During World War I, Rennotte trained Red Cross volunteers and during the 1918 influenza pandemic traveled throughout the state of São Paulo providing medical and humanitarian aid. She was awarded the Merit Cross from Prussia for her efforts, which she would donate in 1935 to the Colégio Piracicabano. In 1922 in Rio de Janeiro, she participated in the First International Feminist Congress organized by Federação Brasileira pelo Progresso Feminino, an affiliate of the International Woman Suffrage Alliance. As part of a South American tour, Carrie Chapman Catt attended the Congress and then went to São Paulo with Rennotte to help her found the Aliança Paulista pelo Sufrágio Feminino (Paulistan Alliance for Women's Suffrage). Rennotte was elected a vice president of the organization. When 5,000 civilians were injured during the São Paulo Revolt of 1924, she set up a hospital ward in Brás in the Teatro Colombo because hospitals were unable to provide enough beds. She continued to be active in scientific conferences, meetings and civic groups until 1935. In 1938, a petition was presented to the Legislative Assembly of São Paulo by journalist Mário Guastini asking for a pension for Rennotte. She was granted a lifetime sum of ₢$1,000 because of her poverty and infirmity, having lost her sight and hearing.

== Death and legacy ==
Rennotte died on 21 November 1942 in São Paulo and was buried in the Cemitério dos Protestantes. Though war coverage dominated the press, her death was recounted for several days with reminiscences written by prominent society members. She is remembered for her role in improving access to women's educational and health care opportunities, as well as women's rights to employment and citizenship. From 1882 to 1925, Rennotte published articles on benevolence, education, medicine, and women's issues. Along with other feminist writers like Narcisa Amália, Júlia Cortines, Maria Clara da Cunha Santos, Revocata Heloísa de Melo, Prisciliana Duarte de Almeida, Anália Franco, Júlia Lopes de Almeida, Zalina Rolim, and Inês Sabino, Rennotte helped develop the framework for 19th-century feminist thought in Brazil.
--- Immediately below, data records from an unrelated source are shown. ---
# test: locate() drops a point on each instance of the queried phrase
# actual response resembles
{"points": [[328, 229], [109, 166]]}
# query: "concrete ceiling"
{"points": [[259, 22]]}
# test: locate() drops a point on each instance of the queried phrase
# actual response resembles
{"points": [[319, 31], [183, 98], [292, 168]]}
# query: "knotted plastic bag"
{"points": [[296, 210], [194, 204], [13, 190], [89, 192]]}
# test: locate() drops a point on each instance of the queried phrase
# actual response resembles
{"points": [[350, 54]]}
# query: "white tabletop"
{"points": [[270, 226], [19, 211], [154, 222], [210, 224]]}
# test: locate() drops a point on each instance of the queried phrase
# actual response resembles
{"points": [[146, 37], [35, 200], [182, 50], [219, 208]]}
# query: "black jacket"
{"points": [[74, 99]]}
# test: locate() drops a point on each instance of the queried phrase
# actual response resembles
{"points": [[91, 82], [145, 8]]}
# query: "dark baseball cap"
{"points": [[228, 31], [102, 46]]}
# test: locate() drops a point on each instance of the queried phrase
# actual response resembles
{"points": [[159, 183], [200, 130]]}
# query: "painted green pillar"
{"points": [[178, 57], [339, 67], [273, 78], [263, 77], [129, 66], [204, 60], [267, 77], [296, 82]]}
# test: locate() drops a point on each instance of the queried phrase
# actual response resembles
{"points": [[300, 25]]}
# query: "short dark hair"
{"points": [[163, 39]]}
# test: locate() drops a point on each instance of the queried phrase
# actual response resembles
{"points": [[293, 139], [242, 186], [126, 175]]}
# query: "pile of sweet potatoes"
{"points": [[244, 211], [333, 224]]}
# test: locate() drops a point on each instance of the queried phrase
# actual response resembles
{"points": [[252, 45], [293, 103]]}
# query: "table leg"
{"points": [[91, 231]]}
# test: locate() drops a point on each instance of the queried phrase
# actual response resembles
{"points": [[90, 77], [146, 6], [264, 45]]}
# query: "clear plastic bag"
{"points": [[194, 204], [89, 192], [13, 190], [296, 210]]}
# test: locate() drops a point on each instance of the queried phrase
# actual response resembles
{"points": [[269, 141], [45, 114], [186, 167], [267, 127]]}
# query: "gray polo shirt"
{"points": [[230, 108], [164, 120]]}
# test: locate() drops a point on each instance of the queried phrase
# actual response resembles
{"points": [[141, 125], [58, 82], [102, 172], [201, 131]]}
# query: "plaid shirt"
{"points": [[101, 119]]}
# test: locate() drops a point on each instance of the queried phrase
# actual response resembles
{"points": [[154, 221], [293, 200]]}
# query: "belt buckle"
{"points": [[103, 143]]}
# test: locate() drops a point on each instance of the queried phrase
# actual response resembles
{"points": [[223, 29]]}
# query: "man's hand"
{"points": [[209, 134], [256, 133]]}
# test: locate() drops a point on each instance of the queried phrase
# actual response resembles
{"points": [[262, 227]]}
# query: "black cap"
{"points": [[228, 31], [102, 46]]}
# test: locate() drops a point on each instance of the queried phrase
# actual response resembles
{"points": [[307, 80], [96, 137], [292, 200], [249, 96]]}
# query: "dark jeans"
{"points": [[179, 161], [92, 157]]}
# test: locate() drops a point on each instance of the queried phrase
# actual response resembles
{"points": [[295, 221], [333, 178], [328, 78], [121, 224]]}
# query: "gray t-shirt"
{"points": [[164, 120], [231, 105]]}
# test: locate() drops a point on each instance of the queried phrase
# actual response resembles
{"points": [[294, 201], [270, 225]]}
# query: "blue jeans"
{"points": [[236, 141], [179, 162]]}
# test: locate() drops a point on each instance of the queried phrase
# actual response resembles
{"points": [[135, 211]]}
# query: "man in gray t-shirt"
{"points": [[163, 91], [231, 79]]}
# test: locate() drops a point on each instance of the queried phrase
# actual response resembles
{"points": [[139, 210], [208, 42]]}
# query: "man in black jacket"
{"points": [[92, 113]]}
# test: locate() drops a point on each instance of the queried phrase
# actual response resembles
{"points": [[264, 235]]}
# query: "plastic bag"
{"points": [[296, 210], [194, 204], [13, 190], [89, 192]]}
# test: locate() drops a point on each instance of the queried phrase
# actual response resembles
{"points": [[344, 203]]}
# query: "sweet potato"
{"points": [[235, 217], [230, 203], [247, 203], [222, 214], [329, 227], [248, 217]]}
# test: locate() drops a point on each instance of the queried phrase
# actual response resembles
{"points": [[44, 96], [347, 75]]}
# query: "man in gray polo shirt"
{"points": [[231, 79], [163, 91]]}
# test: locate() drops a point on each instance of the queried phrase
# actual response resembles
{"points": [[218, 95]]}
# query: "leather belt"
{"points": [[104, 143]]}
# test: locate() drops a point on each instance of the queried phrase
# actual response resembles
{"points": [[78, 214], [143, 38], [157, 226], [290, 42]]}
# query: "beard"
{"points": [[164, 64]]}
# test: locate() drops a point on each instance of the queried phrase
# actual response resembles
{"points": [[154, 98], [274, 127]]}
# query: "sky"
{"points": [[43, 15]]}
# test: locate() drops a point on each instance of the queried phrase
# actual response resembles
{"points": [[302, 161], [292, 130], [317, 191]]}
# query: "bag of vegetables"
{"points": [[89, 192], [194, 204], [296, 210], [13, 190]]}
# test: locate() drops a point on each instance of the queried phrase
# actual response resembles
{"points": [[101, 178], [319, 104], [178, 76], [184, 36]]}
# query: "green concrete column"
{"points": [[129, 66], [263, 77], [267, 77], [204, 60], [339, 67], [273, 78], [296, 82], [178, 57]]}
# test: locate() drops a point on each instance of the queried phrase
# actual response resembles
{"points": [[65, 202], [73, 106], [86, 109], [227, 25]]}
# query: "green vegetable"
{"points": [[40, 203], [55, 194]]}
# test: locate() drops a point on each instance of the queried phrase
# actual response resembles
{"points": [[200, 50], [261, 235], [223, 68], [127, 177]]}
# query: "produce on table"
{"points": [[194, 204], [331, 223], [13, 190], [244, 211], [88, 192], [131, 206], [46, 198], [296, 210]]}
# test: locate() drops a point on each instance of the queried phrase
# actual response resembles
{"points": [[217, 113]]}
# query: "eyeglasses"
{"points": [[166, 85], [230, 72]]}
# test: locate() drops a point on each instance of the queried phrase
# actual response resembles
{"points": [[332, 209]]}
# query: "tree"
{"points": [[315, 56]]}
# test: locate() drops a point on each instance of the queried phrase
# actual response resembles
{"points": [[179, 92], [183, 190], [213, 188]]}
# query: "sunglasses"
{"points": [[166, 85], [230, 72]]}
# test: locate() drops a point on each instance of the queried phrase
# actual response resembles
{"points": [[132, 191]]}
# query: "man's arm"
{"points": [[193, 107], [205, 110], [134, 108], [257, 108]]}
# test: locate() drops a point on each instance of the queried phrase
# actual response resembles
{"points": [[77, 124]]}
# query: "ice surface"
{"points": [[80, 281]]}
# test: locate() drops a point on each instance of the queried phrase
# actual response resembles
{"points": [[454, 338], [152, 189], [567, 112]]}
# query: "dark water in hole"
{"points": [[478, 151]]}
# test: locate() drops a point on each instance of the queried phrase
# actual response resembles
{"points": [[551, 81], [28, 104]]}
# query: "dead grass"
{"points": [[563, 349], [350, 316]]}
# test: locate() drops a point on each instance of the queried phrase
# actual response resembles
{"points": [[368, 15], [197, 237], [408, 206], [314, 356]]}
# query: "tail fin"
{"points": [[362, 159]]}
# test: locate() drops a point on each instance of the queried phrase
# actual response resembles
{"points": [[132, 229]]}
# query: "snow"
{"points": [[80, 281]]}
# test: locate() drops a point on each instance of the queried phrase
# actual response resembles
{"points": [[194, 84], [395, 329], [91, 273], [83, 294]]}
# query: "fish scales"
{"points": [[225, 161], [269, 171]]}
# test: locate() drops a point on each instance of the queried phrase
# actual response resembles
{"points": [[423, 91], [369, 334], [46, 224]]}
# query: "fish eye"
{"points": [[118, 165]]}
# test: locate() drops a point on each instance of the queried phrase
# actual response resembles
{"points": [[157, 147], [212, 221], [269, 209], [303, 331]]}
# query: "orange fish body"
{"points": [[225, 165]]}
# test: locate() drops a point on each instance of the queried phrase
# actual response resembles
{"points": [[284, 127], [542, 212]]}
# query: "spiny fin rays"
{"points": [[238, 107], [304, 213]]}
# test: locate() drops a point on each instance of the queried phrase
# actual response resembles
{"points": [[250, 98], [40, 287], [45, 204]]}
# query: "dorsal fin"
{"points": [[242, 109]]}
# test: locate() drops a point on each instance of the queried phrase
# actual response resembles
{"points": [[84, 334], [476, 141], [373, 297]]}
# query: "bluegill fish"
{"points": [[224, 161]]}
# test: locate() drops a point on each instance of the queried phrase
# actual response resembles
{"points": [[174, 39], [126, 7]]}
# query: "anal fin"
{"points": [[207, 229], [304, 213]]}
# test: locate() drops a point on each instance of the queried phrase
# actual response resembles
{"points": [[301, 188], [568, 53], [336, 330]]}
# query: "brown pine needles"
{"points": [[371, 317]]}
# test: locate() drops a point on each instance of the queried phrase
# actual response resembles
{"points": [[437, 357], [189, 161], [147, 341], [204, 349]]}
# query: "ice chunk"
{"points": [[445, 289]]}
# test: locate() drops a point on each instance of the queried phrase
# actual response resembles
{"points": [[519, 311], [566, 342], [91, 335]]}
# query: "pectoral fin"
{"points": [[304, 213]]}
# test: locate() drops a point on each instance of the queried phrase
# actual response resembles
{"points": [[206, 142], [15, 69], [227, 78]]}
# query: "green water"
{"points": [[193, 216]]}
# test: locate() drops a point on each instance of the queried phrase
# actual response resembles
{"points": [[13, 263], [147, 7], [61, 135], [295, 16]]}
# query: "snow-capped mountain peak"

In the 1960s, the Hospital de Crianças in São Paulo became part of the hospital network and a pediatric training facility used by the Faculty of Medicine of the University of São Paulo, operating until 1983. In 2001, Nelly Martins Ferreira Candeias, president-elect and first woman president of the Historic and Geographic Institute of São Paulo, organized a tribute in honor of the centenary of Rennotte's admission to the organization.